According to Harley, future improvement will come from continuing and developing what are already strengths, by continuing development within existing retail channels, by further continuing relational dialogues with wholesalers. In other words it is all about becoming “even easier to do business with”.
Harley points to customer evaluations of the company’s performance as evidence that customer satisfaction is already high. However, moving forward means “staying ahead of market evolution” too. Or, to put it another way, if the company is easy to do business now, becoming even easier to do business with ultimately means being “the easiest to do business with in the industry”.
It is not about massive growth or numerous changes, he continues, but rather it is about tweaking the right things. For example Goodyear and Dunlop already have well defined differences in the eyes of consumers and therefore business customers should have a clear idea about which consumer to sell which product to. (As an aside, Harley confirms that despite the comparatively recent talk regarding the potential dissolution of the Goodyear/Sumitomo Dunlop joint venture in Europe, nothing is changing relating to the way the company works with the Dunlop brand in the continent). In sum it is about making sure “our customers have good value”, Harley continues.
What about a greater emphasis on the company’s group brands such as Fulda, Sava and Debica? This after all is a well-trodden path that competitor Bridgestone has recently taken with the rejevunation of its US-originated Firestone moniker over here. This is a quick one to answer. Fulda, Debica etc are all there, but all part of the line-up, but there are no plans to do anything like this at this time.
What about value improvement – that is achieving higher retail prices and/or offering better margins? “Part of development is about how we make fair value for our products” and, Harley continues, this can equate to “growing margins for us and our customers.”
Following an interesting and informal discussion on the whys and wherefores of work/life balance in all kinds of working environments, conversation moved on to the inevitable – what are Harley’s personal plans for this role?

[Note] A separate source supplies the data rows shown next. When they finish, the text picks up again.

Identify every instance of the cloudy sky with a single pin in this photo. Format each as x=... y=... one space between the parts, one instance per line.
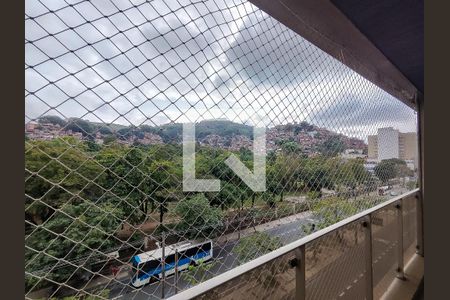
x=154 y=62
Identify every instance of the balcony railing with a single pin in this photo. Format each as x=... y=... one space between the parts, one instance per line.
x=356 y=258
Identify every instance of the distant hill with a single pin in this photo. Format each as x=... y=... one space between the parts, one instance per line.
x=220 y=133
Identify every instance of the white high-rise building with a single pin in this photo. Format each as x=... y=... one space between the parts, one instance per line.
x=390 y=143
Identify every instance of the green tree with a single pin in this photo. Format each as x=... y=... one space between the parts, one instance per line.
x=198 y=216
x=79 y=125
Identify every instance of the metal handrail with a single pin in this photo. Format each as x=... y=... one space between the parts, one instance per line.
x=264 y=259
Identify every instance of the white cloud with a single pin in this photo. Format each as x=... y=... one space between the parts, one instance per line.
x=211 y=59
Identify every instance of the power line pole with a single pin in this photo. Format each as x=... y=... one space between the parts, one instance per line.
x=163 y=262
x=176 y=271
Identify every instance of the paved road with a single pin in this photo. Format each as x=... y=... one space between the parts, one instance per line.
x=343 y=278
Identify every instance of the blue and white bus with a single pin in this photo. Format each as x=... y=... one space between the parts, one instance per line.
x=147 y=266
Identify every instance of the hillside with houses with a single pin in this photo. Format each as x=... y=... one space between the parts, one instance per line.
x=307 y=138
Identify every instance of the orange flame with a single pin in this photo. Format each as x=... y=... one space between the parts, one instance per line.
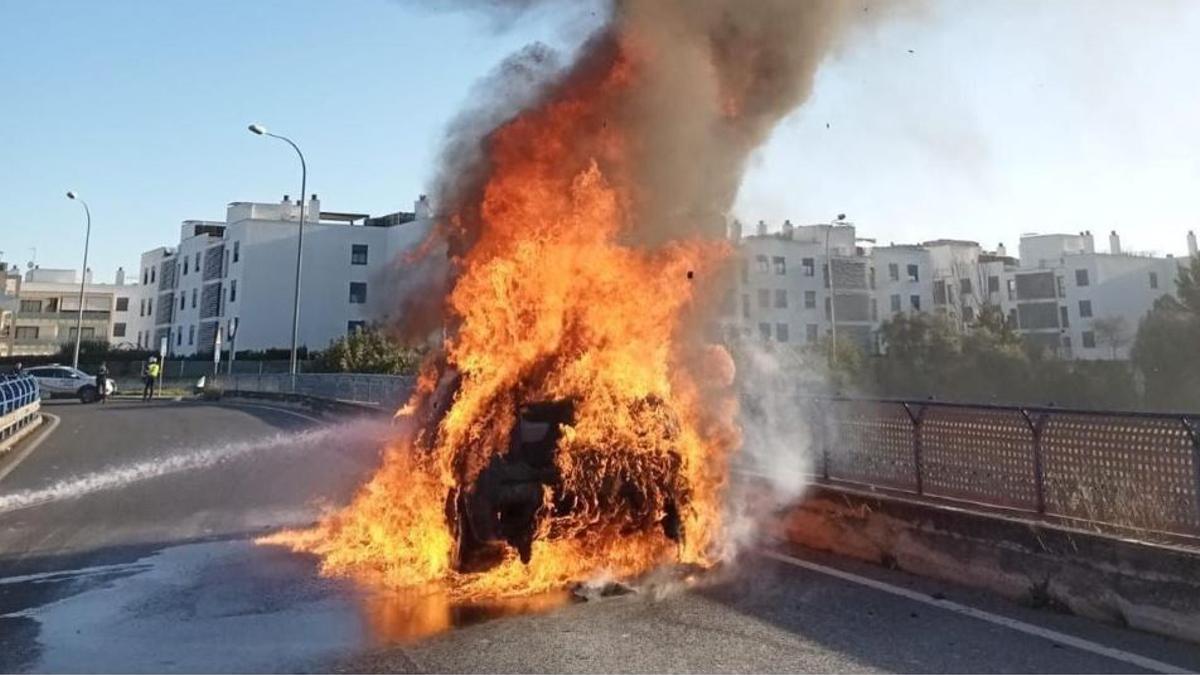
x=550 y=303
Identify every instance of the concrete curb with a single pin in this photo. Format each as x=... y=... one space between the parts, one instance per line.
x=1143 y=585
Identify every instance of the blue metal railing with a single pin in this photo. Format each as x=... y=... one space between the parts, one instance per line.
x=17 y=392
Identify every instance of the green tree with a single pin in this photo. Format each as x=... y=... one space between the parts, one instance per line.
x=369 y=351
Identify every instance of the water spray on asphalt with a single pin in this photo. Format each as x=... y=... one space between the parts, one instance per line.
x=123 y=476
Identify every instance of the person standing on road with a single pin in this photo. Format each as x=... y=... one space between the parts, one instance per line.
x=102 y=383
x=148 y=378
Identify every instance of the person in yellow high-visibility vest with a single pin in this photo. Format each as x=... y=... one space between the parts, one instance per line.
x=149 y=376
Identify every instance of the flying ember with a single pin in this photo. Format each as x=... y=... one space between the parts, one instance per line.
x=575 y=419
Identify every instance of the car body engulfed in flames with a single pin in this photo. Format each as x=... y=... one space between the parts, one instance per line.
x=521 y=494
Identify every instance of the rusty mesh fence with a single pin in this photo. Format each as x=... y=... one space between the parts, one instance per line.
x=1135 y=471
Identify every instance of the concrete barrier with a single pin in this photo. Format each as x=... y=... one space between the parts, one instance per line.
x=1147 y=586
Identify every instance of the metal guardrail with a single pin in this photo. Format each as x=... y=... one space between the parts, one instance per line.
x=1123 y=470
x=381 y=390
x=19 y=404
x=1135 y=471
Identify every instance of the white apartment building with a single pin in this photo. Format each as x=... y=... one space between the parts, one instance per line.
x=1085 y=304
x=47 y=311
x=784 y=292
x=1053 y=294
x=241 y=272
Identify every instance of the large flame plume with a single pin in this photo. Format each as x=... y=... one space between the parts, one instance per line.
x=582 y=237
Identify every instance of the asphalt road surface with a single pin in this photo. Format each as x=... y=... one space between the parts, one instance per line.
x=126 y=545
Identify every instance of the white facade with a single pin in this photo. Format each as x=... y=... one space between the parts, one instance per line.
x=47 y=312
x=1083 y=304
x=1061 y=294
x=244 y=270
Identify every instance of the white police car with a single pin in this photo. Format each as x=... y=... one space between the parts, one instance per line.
x=63 y=381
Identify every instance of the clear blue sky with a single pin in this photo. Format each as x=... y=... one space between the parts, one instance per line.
x=1006 y=118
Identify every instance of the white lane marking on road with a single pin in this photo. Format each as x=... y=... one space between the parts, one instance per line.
x=33 y=444
x=286 y=411
x=1013 y=623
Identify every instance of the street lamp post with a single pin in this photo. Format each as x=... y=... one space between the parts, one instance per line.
x=833 y=294
x=83 y=276
x=304 y=186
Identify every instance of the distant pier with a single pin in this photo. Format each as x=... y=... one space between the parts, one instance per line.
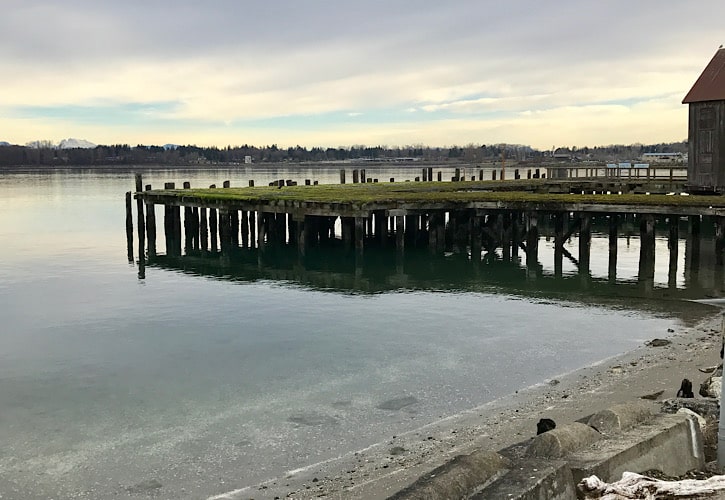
x=465 y=217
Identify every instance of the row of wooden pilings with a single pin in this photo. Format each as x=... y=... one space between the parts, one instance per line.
x=221 y=230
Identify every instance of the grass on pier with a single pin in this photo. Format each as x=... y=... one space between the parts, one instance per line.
x=432 y=192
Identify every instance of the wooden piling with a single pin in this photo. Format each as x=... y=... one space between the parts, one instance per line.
x=213 y=229
x=673 y=246
x=129 y=226
x=585 y=242
x=613 y=237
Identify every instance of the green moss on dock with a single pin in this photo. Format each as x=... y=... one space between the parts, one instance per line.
x=431 y=192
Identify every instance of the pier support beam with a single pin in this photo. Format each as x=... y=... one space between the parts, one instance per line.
x=261 y=230
x=558 y=243
x=673 y=246
x=647 y=251
x=359 y=235
x=585 y=242
x=613 y=230
x=532 y=240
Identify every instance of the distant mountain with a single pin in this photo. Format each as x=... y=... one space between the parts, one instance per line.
x=75 y=143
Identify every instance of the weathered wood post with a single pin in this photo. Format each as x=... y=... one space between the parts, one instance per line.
x=647 y=251
x=673 y=240
x=532 y=240
x=719 y=239
x=151 y=226
x=558 y=243
x=585 y=243
x=234 y=228
x=613 y=230
x=141 y=227
x=245 y=229
x=261 y=233
x=129 y=227
x=213 y=229
x=203 y=230
x=399 y=232
x=301 y=235
x=476 y=237
x=359 y=235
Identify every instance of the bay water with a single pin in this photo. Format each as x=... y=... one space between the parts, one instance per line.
x=182 y=383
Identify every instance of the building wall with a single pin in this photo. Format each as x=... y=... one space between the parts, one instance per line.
x=706 y=167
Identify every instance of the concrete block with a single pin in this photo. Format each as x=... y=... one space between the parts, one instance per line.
x=532 y=480
x=458 y=478
x=669 y=443
x=620 y=418
x=563 y=440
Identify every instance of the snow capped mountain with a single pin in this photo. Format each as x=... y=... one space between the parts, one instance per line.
x=75 y=143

Does he plan to stick around or will he be move internationally at the next reshuffle? “I was at BP for 13 years in a number of regional and global jobs. I could still be there,” he explains, suggesting he has now plans of shifting focus any time soon. He reasoning – as the broader conversation suggested – is that he isn’t motivated by the idea of spending three out of four weeks a month on the other side of the continent or even in a different continent. Rather this latest move is a conscious decision to work in the UK and Ireland. That doesn’t mean he won’t get seconded onto European projects, but this – he concluded – was never part of the original plan.